The tree was evidently cultivated more intensively in the past, as it has become extensively naturalised, and is now found mainly in the wild. Its distribution spreads from Malaysia in the west across Melanesia, north-eastern Australia and Micronesia, to the Marquesas of Polynesia in the east. It is commonly found in secondary forest, along the edges of old gardens, riverbanks, in swamps, coastal areas, coconut plantations and mangroves.

==Uses==
The tree has a wide variety of traditional uses, exploiting almost every part of the plant. The leaves and bark have found uses in herbal medicine, in Fiji the ivi leaves also are one of the traditional materials for thatching the bure, fallen branches serve as firewood, green wood is burned to dry copra, and the timber is used for crafts such as carvings and tool handles, as well as for building canoes and for general light construction. Young ivi leaves are used to cover food in the traditional lovo oven.

The fleshy mesocarp is inedible for humans, but the seed kernels serve as an important indigenous food in many island countries in the Pacific. The kernel has a protein content of about 5% and carbohydrate content of 22%, and needs to be cooked to make it edible. Methods of preparation include roasting, grilling, boiling and baking. In Papua New Guinea, the Solomon Islands, Vanuatu, Fiji and in Polynesia the cooked kernels are often mashed into a pudding.

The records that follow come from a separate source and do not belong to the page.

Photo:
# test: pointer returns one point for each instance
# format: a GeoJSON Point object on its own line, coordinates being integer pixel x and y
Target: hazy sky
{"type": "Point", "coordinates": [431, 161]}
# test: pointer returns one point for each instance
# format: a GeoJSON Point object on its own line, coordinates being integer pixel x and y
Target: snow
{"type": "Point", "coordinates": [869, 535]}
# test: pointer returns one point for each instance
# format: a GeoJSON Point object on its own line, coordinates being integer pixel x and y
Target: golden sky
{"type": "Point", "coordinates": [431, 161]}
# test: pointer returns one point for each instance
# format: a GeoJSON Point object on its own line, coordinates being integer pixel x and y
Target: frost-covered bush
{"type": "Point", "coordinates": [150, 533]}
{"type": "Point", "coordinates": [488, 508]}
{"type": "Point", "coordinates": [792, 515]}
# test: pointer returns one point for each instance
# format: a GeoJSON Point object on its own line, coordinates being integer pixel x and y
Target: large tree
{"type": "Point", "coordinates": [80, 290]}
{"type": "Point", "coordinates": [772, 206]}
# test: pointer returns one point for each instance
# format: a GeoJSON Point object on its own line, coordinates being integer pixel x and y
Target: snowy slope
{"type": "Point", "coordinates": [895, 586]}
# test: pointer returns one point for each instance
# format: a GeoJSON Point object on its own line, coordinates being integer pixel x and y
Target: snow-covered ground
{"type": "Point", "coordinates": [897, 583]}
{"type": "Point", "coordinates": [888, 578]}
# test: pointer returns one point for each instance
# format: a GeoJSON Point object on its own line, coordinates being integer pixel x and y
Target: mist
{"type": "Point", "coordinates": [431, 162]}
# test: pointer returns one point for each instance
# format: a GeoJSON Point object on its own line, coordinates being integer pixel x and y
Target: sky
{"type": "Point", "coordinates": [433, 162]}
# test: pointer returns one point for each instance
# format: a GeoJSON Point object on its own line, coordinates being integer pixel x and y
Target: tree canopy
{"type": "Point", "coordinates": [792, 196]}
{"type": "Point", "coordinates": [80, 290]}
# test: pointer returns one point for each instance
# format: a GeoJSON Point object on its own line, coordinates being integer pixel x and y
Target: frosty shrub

The tree has uses in agroforestry in coastal and soil stabilisation, as an overstorey for crops needing shade, such as cocoa, and as a windbreak. The main products are the edible kernels and the timber. Trees over 25 years old can produce up to 75 kg of fruit a year.

==Mythology==
Examples of local folklore about the tree:
- It was believed in Samoa that humans originated from the Tahitian chestnut tree.
- In Vanuatu the first woman was a man who had been emasculated by having the hot leaves applied to his genitals.
- On Choiseul Island in the Solomons, a man who betrayed a tribal chief was suffocated by the flatulence produced as a result of the people around him eating the cooked kernels.
- In Fiji, there are stories about a now submerged island named Vuniivilevu, meaning large ivi tree.